IV – A QUOI RÊVAIS-JE ?
La nuit est
venue
Je ne m'en suis
pas aperçue
À quoi rêvais-je ?
L'obscurité
s'est installée
Je ne l'ai pas remarquée
À quoi rêvais-je ?
J'ai allumé
toutes les lumières
J'ai cru que ce
serait plus gai
Mais ça ne
l'était pas.
À quoi rêvais-je ?
J'ai attendu que
le jour se lève
Mais il était
pâle et froid
J'ai espéré sa
lumière
Pour dissiper
mon désarroi.
À quoi rêvais-je ?
J'ai refermé les
volets
Et me suis
blottie contre toi
J'ai retrouvé la
chaleur
J'ai retrouvé la
lumière
Et oublié mon
désarroi.
V – DOUCES SONT LES HEURES
Douces sont les heures
Qui chaque jour m’amènent vers toi
Elles ont des pleins et des déliés
Comme les écritures d’autrefois.
Chacune a son rythme qui épouse ma
vie
Certaines, effilochées passent dans
un rêve
D’autres traversent la réalité au
pas cadencé.
Elles défilent discrètes ou
virulentes
Ternes ou colorées
Elles escaladent l’échelle du temps
Qui va du clair matin à l’heure
désirée du revoir.
Douces sont les heures
Qui chaque jour m’amènent vers toi
VI – PETITS POUCETS
Nous cheminions ensemble…
En quels lieux ? En quel
temps ?
Ma mémoire se dérobe…
Dans mes souvenirs je me fourvoie…
Nous cheminions ensemble
L’obscurité, dans les sous-bois,
Chassait la lumière importune.
Le nuancier du clair-obscur
Digne d’un tableau ancien
Colorait d’un ton délicat
La vivacité originelle
Comme la brume d’un rêve
Qui se dépose.
Nous cheminions dans le sous-bois.
Nous devisions…
Tout était paix et harmonie
Nos paroles mêmes se fondaient
Dans la douceur un peu trouble
De ce matin d’autrefois…
En cheminant dans le sous-bois
Peu à peu nos pas s’égaraient,
Nous rencontrions des gens charmants
Sur les grands pins sur nous se penchant
Nous cheminions loin du sous-bois
Petits poucets oublieux
Du tracé blanc et rassurant des
cailloux
Déjà semés
Nous cheminions le long des crêtes
L’herbe sèche crissait sous nos pas
Il n’y avait plus d’ombre complice
Le soleil se terrait au couchant
Nous cheminions enfants perdus
Redoutant ce que serait l’issue
De cette errance mal venue
Nous cheminions désemparés mais
heureux
D’avoir trouvé une autre voie.
VII – DU HAUT DE LA MONTAGNE
Pantins grotesques et vains
Posés à la cime de la montagne
Nous dominions un univers austère
Bosselé de rochers gris et blancs
Vestiges d’une autre ère
Bubons monstrueux émergeant
D’un maquis épineux vert argent
Comme découpé dans le métal.
Le vent aigre giflait nos visages
Et mordait nos mains dénudées.
Ce n’était pas le sommet que je
voulais atteindre
Mais obtenir dans tes yeux une
certaine lueur.
Je ne sais quel chemin est le plus
rude
L’escarpement de la montagne
Ou celui si fermé de ton cœur.
VIII – ULYSSE DÉSENCHANTÉ
Un petit poucet malicieux a déposé
devant ma porte
Des petits cailloux blancs.
Vers quelle itinérance fatale
veut-il me conduire à nouveau ?
Par quels monts, par quels vaux,
devrais-je encore passer ?
Moi qui ai tant roulé ma bosse de
faux amours en vrais mensonges ?
Moi qui ai tant roulé ma bosse
d’illusions flamboyantes en réalités amères.
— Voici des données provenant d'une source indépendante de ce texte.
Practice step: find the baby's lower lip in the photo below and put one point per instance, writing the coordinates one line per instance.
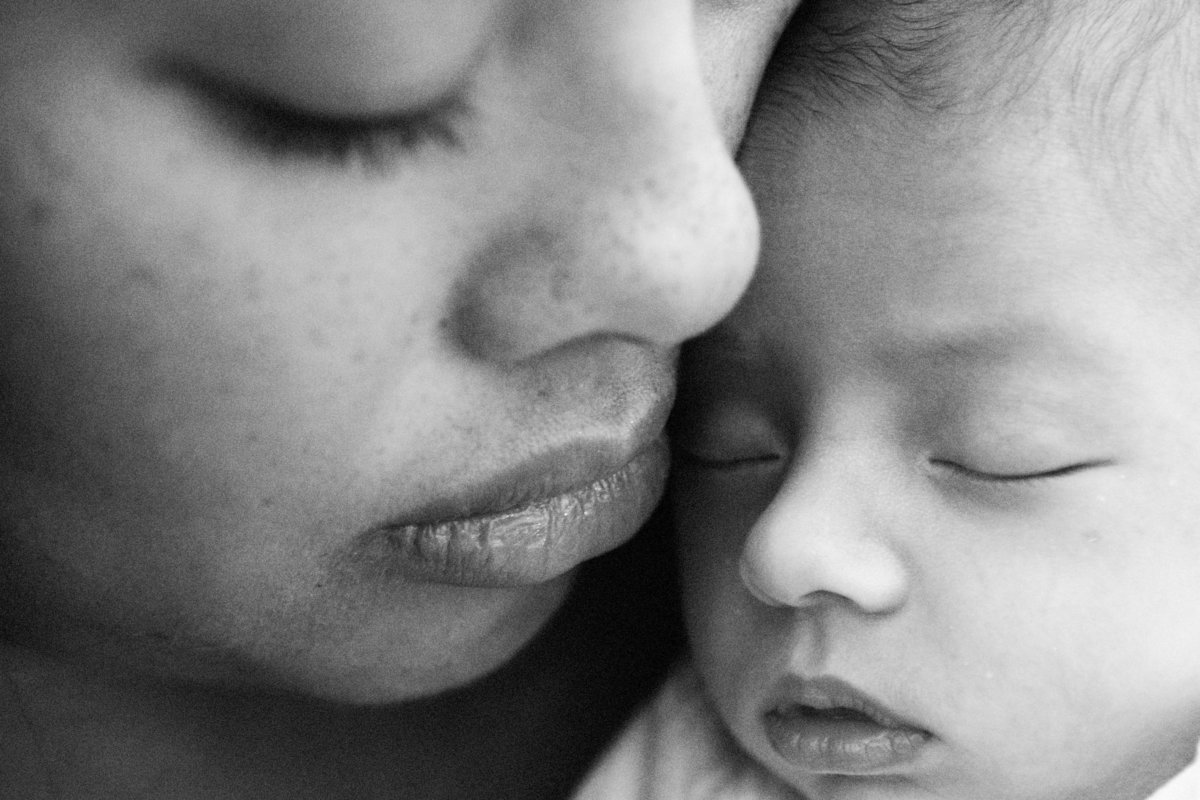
(828, 744)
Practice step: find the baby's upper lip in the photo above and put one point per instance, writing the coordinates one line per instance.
(826, 692)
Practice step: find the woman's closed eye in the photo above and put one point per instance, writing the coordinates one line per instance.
(283, 131)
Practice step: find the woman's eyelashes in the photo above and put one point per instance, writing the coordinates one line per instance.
(282, 131)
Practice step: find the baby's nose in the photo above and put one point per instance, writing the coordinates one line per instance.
(816, 545)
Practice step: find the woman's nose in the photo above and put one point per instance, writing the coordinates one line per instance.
(821, 541)
(635, 222)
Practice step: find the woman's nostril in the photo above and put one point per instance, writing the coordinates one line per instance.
(658, 275)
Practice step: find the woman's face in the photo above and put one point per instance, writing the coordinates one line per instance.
(319, 320)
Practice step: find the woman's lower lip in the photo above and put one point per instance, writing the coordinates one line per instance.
(829, 746)
(540, 540)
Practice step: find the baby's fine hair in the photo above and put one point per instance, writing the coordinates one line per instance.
(1120, 77)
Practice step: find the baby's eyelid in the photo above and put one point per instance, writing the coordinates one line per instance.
(726, 463)
(1015, 477)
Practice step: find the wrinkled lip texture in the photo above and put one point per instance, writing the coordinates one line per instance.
(825, 726)
(527, 528)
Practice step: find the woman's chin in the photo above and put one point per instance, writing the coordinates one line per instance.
(376, 666)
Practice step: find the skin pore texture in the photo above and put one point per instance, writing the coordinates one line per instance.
(941, 462)
(298, 300)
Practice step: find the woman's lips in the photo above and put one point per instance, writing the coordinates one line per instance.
(826, 727)
(538, 539)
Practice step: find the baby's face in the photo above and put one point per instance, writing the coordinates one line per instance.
(939, 476)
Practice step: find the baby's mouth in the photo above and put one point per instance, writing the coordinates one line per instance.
(831, 728)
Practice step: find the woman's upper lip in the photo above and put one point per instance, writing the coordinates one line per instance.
(539, 476)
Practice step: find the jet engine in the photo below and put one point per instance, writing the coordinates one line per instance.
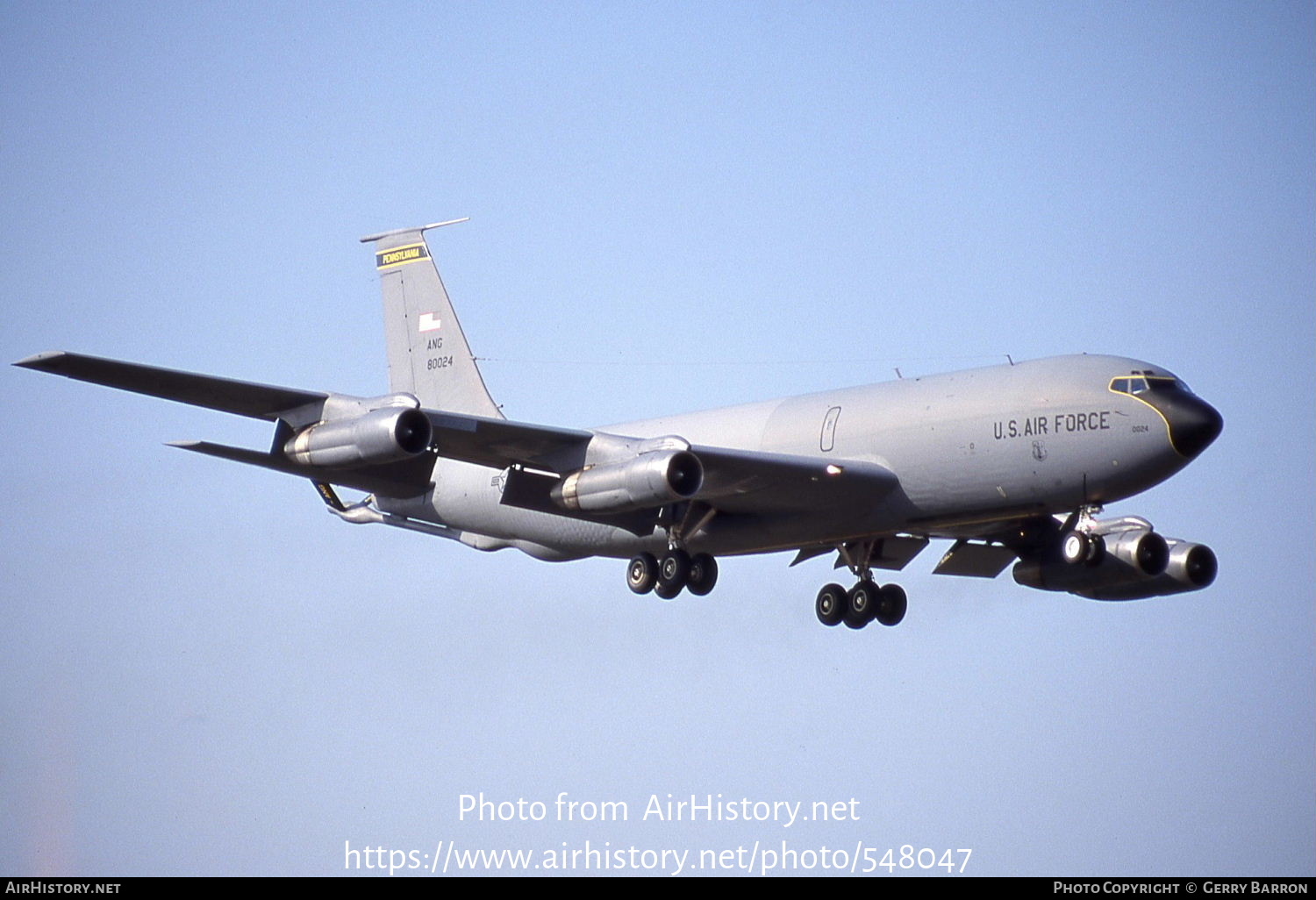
(647, 481)
(1190, 568)
(1129, 557)
(379, 436)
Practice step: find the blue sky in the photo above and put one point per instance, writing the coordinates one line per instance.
(673, 207)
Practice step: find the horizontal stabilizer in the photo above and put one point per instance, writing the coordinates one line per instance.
(224, 394)
(408, 478)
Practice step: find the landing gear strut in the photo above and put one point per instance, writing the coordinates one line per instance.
(1079, 545)
(866, 602)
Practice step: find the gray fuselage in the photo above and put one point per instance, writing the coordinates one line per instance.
(970, 450)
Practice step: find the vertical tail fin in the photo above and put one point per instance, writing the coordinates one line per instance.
(428, 354)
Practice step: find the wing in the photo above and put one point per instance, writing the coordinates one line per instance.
(739, 482)
(224, 394)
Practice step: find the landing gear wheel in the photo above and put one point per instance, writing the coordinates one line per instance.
(642, 573)
(860, 604)
(673, 573)
(831, 604)
(1074, 547)
(703, 574)
(891, 604)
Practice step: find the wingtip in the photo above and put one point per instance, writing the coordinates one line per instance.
(39, 360)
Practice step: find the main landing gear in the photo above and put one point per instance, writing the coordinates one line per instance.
(1078, 541)
(676, 571)
(866, 602)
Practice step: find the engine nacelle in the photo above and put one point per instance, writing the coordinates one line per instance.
(1131, 558)
(1190, 568)
(376, 437)
(647, 481)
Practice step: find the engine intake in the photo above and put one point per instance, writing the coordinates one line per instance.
(376, 437)
(647, 481)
J’ai trop connu l’amour immaculé
fondant comme neige au soleil de la vérité
J’ai trop vu de forêts désenchantées
et de sentiers sans issue
Où irais-je encore perdre mes pas et
le peu de sens qui demeure en moi ?
Non je ne suivrai pas ce chemin
infécond.
Non, je n’irais pas me heurter au
mur infranchissable d’un hypothétique bonheur…
J’ai ramassé les cailloux blancs et
je les ai lancés sur le chat mordoré
Qui joue les sphinx dans mon jardin
Le chat comme dans le conte, a
souri…
Un lièvre pressé a détalé dans les
fourrés…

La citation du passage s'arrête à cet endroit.